AI Enabled Risk Management Framework for Enhanced Security in 5G Networks
Srushtee Bhalerao, Sandeep Prabhu, P Ashok
Abstract
This framework leverages artificial intelligence to bolster security in 5G networks through proactive risk assessment and mitigation. Deep learning models analyze network traffic patterns, signaling data, and user behavior to detect anomalies and potential threats in real-time. Federated learning techniques enable collaborative threat intelligence sharing across network slices while preserving data privacy. The system employs reinforcement learning for dynamic resource allocation and security policy optimization, adapting to evolving threat landscapes. Natural language processing algorithms process unstructured threat intelligence feeds, enhancing situational awareness. Graph neural networks model complex network topologies to identify vulnerable nodes and predict attack propagation paths. This AI-driven approach significantly improves threat detection accuracy, reduces false positives, and enhances the overall resilience of 5G infrastructure against sophisticated cyber-attacks. This paper presents the AI-Enabled Risk Management Framework for 5G Networks, which finds its place amongst the key foundations in strengthening its security posture.

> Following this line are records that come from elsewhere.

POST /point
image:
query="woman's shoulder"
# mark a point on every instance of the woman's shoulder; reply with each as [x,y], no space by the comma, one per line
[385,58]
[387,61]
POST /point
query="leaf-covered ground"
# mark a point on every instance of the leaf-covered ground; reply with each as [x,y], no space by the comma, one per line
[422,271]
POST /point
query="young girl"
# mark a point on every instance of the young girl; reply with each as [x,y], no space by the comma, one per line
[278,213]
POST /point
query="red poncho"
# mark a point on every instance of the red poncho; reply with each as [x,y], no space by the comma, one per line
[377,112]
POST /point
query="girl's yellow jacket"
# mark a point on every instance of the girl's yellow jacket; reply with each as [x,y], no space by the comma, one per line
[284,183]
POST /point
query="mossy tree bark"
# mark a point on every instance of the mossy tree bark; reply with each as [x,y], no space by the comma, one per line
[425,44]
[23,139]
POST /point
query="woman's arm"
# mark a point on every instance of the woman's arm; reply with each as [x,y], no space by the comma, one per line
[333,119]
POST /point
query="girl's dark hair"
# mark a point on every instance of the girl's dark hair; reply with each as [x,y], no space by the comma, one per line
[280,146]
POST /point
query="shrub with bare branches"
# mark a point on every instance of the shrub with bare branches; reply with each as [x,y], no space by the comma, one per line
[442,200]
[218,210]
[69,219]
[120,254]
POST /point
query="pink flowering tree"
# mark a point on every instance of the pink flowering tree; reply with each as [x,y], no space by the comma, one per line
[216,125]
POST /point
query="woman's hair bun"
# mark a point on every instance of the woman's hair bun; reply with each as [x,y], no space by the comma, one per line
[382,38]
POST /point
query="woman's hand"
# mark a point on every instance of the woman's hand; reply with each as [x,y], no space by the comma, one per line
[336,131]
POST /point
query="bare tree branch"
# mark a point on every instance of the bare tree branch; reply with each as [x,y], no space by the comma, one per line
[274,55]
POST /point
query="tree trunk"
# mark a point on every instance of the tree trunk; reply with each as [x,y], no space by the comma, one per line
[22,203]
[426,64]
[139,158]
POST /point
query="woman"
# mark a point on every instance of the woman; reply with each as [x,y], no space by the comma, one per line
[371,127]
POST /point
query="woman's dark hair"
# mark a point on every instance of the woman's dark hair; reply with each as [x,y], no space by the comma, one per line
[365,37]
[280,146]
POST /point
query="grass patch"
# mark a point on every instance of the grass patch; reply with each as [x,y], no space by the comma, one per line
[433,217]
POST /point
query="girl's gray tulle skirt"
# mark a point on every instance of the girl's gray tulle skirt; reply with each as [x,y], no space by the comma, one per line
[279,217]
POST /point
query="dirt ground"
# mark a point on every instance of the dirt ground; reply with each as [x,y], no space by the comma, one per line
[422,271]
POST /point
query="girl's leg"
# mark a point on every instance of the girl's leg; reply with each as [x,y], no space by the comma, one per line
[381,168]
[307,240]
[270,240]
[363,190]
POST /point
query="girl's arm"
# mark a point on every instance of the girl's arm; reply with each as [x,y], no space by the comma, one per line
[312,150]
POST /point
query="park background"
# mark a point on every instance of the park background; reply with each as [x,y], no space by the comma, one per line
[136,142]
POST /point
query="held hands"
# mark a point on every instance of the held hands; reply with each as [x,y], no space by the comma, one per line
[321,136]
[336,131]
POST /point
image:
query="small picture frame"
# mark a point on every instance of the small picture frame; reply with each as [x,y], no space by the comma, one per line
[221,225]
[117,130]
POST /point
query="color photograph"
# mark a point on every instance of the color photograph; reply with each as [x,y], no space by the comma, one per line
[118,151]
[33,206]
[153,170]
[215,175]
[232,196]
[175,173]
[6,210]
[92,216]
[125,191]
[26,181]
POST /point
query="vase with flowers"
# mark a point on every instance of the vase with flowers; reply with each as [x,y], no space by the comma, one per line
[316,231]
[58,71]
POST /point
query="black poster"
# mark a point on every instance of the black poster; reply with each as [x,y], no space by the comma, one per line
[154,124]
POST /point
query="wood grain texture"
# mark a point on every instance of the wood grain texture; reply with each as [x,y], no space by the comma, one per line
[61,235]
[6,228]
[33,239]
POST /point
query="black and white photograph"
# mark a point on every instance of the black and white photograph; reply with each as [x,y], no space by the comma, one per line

The framework deals with the vulnerabilities generated out of the inherent broadcast nature in 5G networks. Unlike the traditional security models, the proposed work goes beyond the very top layer of encryption methods to adjust and present resilience toward a couple of threats, including pseudo base stations, Wi-Fi cipher attacks, and man-in-the-middle intrusions. The purpose of the research framework shall be finding out a foundation for foundational role in 5G security through infusion of established risk management principles and advanced artificial intelligence capabilities. Adaptive controls, threat intelligence, and continuous monitoring are hence dynamic, in supporting the integrity of the 5G network infrastructure against emerging challenges.